I have an essay in a volume just out from Cascade (US, UK – available early 2015). My essay uses Lacan’s four discourses to discuss new approaches to liberation theology.

Here’s the introduction:

Lacan’s four discourses schematize the possible social functions of language. It is the closest he comes to charting the nature of ideology. His description of the imposition and cultivation of master signifiers, as well as the forms of resistance, operates by quarter turns. Moving through the master, university, hysteric, and analyst’s discourses, these turns show how the subject’s alienation from the master signifier generate forms of resistance which are nonetheless indebted to the master signifiers they oppose. This dependent resistance is the focus of this essay. Using Lacan to analyze the relationship between different discourses shows how the imposition of a symbolic regime in the master’s discourse can be simultaneously opposed and maintained by the hysteric’s. This insight is crucial in the consideration of ideology. It is recognising this dependence that leads to a genuine revolution, one which not only changes elements of a particular social or political situation, but changes the understanding of the situation itself.

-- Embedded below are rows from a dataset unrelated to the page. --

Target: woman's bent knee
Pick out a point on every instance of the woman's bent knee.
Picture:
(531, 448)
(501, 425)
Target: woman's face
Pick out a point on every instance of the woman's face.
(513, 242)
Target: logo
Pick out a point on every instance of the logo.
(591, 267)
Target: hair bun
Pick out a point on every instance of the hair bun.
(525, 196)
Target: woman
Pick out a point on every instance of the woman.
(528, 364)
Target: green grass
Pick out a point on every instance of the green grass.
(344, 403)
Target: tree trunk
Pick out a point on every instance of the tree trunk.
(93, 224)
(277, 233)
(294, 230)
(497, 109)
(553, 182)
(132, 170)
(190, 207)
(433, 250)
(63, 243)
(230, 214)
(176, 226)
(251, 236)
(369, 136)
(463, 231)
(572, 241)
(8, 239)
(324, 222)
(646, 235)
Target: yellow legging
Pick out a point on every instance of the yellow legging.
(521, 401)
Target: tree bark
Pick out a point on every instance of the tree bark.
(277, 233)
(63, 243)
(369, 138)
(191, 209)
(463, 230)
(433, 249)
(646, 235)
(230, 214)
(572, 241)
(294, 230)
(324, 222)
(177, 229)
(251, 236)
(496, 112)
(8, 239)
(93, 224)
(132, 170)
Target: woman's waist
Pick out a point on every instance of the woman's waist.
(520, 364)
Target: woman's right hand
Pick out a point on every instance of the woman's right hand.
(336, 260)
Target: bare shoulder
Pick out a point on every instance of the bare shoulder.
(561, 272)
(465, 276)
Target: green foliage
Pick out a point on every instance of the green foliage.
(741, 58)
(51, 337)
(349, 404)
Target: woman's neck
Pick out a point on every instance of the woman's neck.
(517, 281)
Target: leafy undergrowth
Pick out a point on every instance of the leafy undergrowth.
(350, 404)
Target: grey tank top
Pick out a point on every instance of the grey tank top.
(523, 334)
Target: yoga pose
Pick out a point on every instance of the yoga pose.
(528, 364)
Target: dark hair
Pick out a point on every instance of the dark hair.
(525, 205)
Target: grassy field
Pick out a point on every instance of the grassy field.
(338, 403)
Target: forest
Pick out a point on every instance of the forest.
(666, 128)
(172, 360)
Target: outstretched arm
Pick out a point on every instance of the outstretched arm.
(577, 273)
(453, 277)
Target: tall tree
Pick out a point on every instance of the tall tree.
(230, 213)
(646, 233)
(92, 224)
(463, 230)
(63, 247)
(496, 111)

And my favourite paragraph:

For example, Zizek’s cutting critiques of the master signifiers of our age – capital, liberalism, inclusion, and so on – has produced a great deal of knowledge. Yet, for all the exposing of the contingency of these master signifiers, his work never makes the turn beyond this interrogation. Pointing this out, just as with liberation theology, is not necessarily a criticism. Indeed liberation theology posits different levels of the task of liberation. While configuration may vary between different liberation theologians, Leonardo and Clodovis Boff’s model of popular, pastoral, and professional is typical. There are those engaged in direct action and community organisation, those who lead communities and offer counsel, and those who provide necessary theoretical reflection on those actions and leadership. Given this division, there is nothing to require that Zizek move beyond his interrogations. Nonetheless, until such a quarter turn occurs, we never move from the analysis of an inadequate situation to the production of something new. Moreover, we should not confuse the work of theory with the struggle of praxis. Politically oriented strands of current materialist philosophy are quick to denounce the corrupting influence of religion. While those denunciations bear elements of truth, liberation theology reminds us that if the choice is between philosophical precision and political action, the latter is usually to be preferred.

The volume has essays by a variety of people, including Zizek, Adrian Johnston and Tina Beattie. The essay was the last thing I wrote on Lacan before shifting my focus to Hegel, so it’s kind of bittersweet to see it published.